How do I do this....and how many ways are there to do this?
I think dwsmith is misinterpreting the question. The "surface of the tetrahedron" includes all four faces.
One method, of course, would be to integrate on all four faces separately.
a) For example, the face with vertices (0,0,0), (1,0,0), and (0,1,0) is the triangle with x= 0, y= 0 and x+ y= 1 as boundaries. To integrate over that, let x range from 0 to 1. For each x, then, y ranges from 0 to 1- x:
$\displaystyle \int_{x= 0}^1\int_{y= 0}^{1- x} (x^2+ y^2) dy dx$
(0f course, z= 0 on this face.)
b) To integrate on the face with vertices (0,0,0), (1,0,0), and (0,0,1), do the same in the xz-plane- just replace "y" with "z".

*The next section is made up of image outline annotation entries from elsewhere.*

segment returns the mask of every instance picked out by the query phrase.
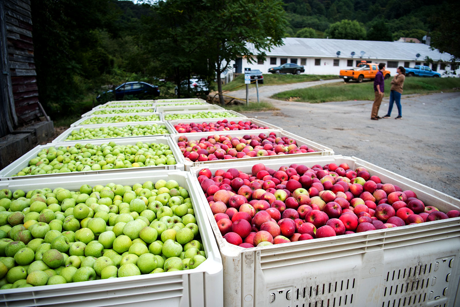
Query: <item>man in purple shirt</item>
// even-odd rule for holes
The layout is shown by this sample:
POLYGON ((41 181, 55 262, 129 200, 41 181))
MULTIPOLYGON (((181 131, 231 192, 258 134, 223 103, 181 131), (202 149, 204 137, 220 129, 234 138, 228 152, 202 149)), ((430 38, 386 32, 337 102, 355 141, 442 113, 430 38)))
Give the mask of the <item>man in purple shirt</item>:
POLYGON ((374 99, 374 103, 372 105, 371 119, 374 121, 378 121, 379 118, 381 118, 379 116, 379 108, 380 108, 380 104, 382 103, 382 99, 385 95, 384 93, 385 83, 383 77, 383 71, 385 70, 385 64, 379 64, 379 71, 375 74, 375 78, 374 79, 374 92, 375 93, 375 98, 374 99))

c) To integrate on the face with vertices (0,0,0), (0,1,0), and (0,0,1) do the same in the yz-plane- just replace "x" with "z".
It should not be hard to see, from symmetry, that those three integrals will give the same result- so just do the first one and multiply by 3.
d) The face with vertices (1,0,0), (0,1,0) and (0,0,1) is a little harder. Projecting down to the xy-plane, we have the same triangle as in (a) but now, since the plane is x+ y+ z= 1, z= 1- x- y:
$\displaystyle \int_{x=0}^1\int_{y=0}^{1- x} \sqrt{x^2+ y^2+ (1- x- y)^2}dy dx$.